It’s not often that the aquaculture and energy sectors are talked about in the same sentence in Scotland. Yet, in Norway, for example, salmon is often considered to be the long-term replacement for oil and gas as the linchpin of the country’s economy.
Should Scotland be any different? Looking beneath the surface, the two sectors could have a lot to learn from one another. Indeed, recent developments have brought this idea back to the fore: as decommissioning becomes increasingly important to the oil and gas industry – with the North Sea maturing as a basin – the issue has become more salient to fish farmers as they look to sustainably grow.
In July this year, Mowi announced its decision to close salmon farms at Loch Ewe and Loch Duich. The company subsequently said it will open a new site off the island of Scalpay in Skye to align its expansion plans with the Scottish Parliament’s Rural Economy & Connectivity (REC) Committee’s recommendations for sustainable fish production, moving away from locations near sensitive wild salmon habitats.
The move has put decommissioning, at least in an aquaculture context, in the spotlight. These cases are relatively rare: a senior member of the industry recently told me they had only seen three sites pulled throughout their career of more than 20 years. Yet, there are the beginnings of a direction of travel in the industry which suggests re-locations, and therefore the decommissioning of assets, could become a more prominent issue – albeit, for different reasons to oil and gas.
The influences are two-fold. The first is technological advances, which are making higher energy waters in more remote locations a viable option for fish farms. In that spirit, earlier this year a consortium of partners – including the University of Dundee, Sustainable Marine Energy, Gael Force, and SAIC – began exploring the use of innovative new anchoring technology, often used in marine energy. The results could open up new sites for the industry in deeper and higher energy waters – a potentially crucial development for the industry’s future.
The second is regulatory change, which could see fish farm operators naturally gravitate towards these sorts of areas. The REC Committee’s report will likely see fish farms encouraged to look at new sites for their operations, with high energy waters offering greater dispersal rates; a lower impact on the benthos; and, therefore, an opportunity to enhance sustainability.
There has already been significant progress on this front, with one site in particular paving the way for the future. Cooke Aquaculture’s salmon farm at Skelwick Skerry, off the coast of Westray in Orkney, is a pioneer in this regard, showing how high energy locations could help deliver a more sustainable and productive future for aquaculture.

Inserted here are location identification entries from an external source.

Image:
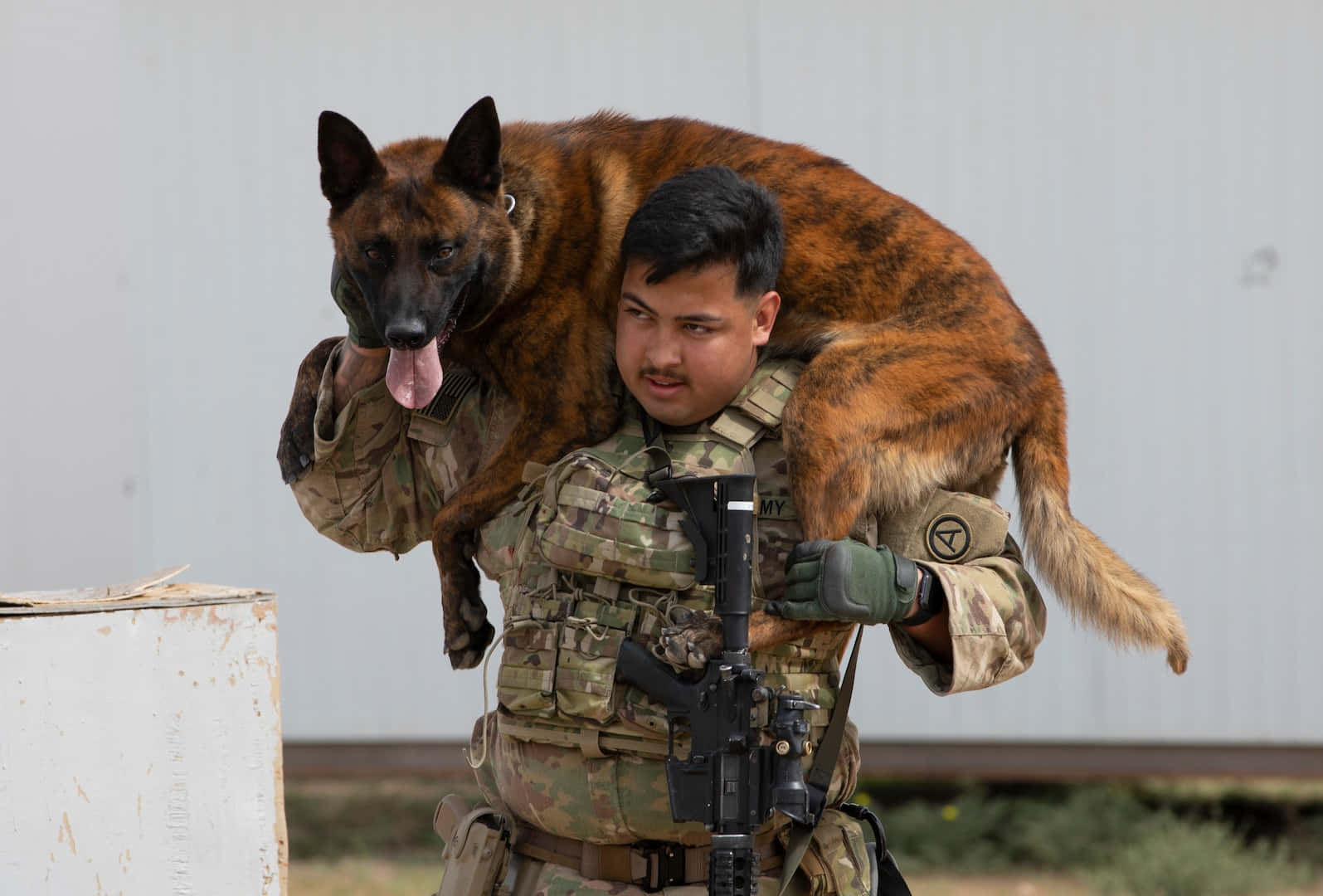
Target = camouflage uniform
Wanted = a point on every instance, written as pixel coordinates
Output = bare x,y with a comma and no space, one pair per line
584,562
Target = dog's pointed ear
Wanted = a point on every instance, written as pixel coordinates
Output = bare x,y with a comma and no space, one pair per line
348,160
471,158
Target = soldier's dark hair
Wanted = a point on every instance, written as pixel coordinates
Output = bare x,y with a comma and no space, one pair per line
708,216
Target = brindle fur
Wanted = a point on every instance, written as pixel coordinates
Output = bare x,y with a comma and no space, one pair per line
924,373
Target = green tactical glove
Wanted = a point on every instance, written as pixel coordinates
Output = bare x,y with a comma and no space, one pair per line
346,293
847,580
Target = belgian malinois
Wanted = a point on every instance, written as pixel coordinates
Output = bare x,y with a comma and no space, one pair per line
499,248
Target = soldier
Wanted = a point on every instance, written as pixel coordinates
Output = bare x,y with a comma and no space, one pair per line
584,559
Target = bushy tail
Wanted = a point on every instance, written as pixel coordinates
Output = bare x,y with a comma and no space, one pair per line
1087,576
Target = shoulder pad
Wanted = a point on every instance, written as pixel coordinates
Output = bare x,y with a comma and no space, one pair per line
951,527
760,404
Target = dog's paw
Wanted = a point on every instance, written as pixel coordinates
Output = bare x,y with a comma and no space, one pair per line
465,617
467,647
693,640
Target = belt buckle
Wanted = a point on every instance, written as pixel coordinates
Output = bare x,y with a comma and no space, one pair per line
666,864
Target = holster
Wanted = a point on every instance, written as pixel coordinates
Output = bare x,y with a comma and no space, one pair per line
476,849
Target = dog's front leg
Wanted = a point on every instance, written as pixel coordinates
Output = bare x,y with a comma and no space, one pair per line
294,453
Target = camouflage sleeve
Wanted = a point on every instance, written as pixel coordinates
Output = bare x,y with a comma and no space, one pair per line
380,473
996,622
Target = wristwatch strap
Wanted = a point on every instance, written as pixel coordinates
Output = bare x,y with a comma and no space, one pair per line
931,601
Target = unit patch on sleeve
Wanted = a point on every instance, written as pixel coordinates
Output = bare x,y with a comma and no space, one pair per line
949,538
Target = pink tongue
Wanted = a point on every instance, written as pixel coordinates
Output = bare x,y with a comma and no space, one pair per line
415,376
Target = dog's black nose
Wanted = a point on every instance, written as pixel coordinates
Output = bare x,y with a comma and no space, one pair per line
406,334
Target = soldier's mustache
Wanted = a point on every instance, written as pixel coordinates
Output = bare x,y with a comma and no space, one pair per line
664,375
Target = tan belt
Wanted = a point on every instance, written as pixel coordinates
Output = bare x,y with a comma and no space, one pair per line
593,743
649,864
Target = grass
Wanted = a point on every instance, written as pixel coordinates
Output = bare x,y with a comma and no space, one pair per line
1143,840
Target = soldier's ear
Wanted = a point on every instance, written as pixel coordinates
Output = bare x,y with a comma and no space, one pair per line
471,158
348,160
765,317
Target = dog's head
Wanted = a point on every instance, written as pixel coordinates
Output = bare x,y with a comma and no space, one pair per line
424,229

While the re-location of sites to high-energy waters on a widescale basis is likely to be some way off, the Loch Ewe and Loch Duich cases show that it is possible and, perhaps in future cases, desirable.
The process has been defined by companies which have been through the process before, such as Mowi. When dismantling sites, the company ensures anchors are kept and either re-deployed or donated for charitable initiatives, such as community development projects. The same is done with heavy chains used for mooring while any plastics are chipped and recycled. The seabed, in time, returns to its natural characteristics.
Of course, there has been some discussion around the use of current energy assets for aquaculture purposes as well. In the past, there has been suggestion of converting defunct rigs into hubs for marine culture and deep-sea farming. A study from Curtin University in Malaysia was set up to look into the prospects for using disused platforms and, while the idea is yet to generate significant momentum, the project team said the proposal was ‘realistic’. Offshore wind farms have also been explored as a potential location for aquaculture sites.
Knowledge sharing is key to economic development and aquaculture can learn a lot from other industries – energy, in particular. As the environmental and technological landscapes change and we look to harness more sustainable means of production, that will only become more apparent. Decommissioning is just one strand of the process where lessons can be learned. The time to forge connections between the two sectors to drive innovation is now.